Directed differentiation of ventral spinal progenitors and motor neurons from human embryonic stem cells by small molecules - PubMed (original) (raw)

Comparative Study

Directed differentiation of ventral spinal progenitors and motor neurons from human embryonic stem cells by small molecules

Xue-Jun Li et al. Stem Cells. 2008 Apr.

Abstract

Specification of distinct cell types from human embryonic stem cells (hESCs) is key to the potential application of these naïve pluripotent cells in regenerative medicine. Determination of the nontarget differentiated populations, which is lacking in the field, is also crucial.

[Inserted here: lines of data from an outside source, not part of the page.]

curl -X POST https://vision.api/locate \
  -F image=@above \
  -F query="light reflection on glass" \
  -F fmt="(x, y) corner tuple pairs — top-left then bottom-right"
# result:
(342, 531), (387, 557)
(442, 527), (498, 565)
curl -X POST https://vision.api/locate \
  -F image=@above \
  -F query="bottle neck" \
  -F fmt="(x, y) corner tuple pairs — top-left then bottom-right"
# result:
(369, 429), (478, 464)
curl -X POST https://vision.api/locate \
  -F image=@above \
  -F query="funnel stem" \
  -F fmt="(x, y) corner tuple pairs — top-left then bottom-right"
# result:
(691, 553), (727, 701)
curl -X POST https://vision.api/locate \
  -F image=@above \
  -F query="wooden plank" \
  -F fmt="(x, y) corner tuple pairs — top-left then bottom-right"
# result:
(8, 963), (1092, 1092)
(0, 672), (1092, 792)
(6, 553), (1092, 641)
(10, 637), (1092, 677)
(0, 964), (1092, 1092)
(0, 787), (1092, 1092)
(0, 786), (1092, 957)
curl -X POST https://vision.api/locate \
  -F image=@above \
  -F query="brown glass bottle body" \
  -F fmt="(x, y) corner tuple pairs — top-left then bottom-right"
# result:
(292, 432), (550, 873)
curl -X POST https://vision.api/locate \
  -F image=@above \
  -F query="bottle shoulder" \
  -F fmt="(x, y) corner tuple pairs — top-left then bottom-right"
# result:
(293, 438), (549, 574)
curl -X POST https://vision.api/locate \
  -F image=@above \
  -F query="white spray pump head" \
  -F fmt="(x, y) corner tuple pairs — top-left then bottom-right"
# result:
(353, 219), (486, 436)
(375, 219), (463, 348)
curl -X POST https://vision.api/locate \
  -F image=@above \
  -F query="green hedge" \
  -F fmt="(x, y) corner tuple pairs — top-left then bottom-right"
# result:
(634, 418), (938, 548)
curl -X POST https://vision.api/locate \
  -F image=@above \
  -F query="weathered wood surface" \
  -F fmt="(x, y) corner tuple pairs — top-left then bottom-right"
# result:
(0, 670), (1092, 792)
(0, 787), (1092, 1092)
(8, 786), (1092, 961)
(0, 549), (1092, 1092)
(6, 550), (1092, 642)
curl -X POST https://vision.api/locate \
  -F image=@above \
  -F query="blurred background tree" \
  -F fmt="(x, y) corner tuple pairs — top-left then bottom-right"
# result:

Here, we show an efficient differentiation of motor neurons ( approximately 50%) by a simple sequential application of retinoid acid and sonic hedgehog (SHH) in a chemically defined suspension culture. We also discovered that purmorphamine, a small molecule that activates the SHH pathway, could replace SHH for the generation of motor neurons. Immunocytochemical characterization indicated that cells differentiated from hESCs were nearly completely restricted to the ventral spinal progenitor fate (NKX2.2+, Irx3+, and Pax7-), with the exception of motor neurons (HB9+) and their progenitors (Olig2+). Thus, the directed neural differentiation system with small molecules, even without further purification, will facilitate basic and translational studies using human motoneurons at a minimal cost.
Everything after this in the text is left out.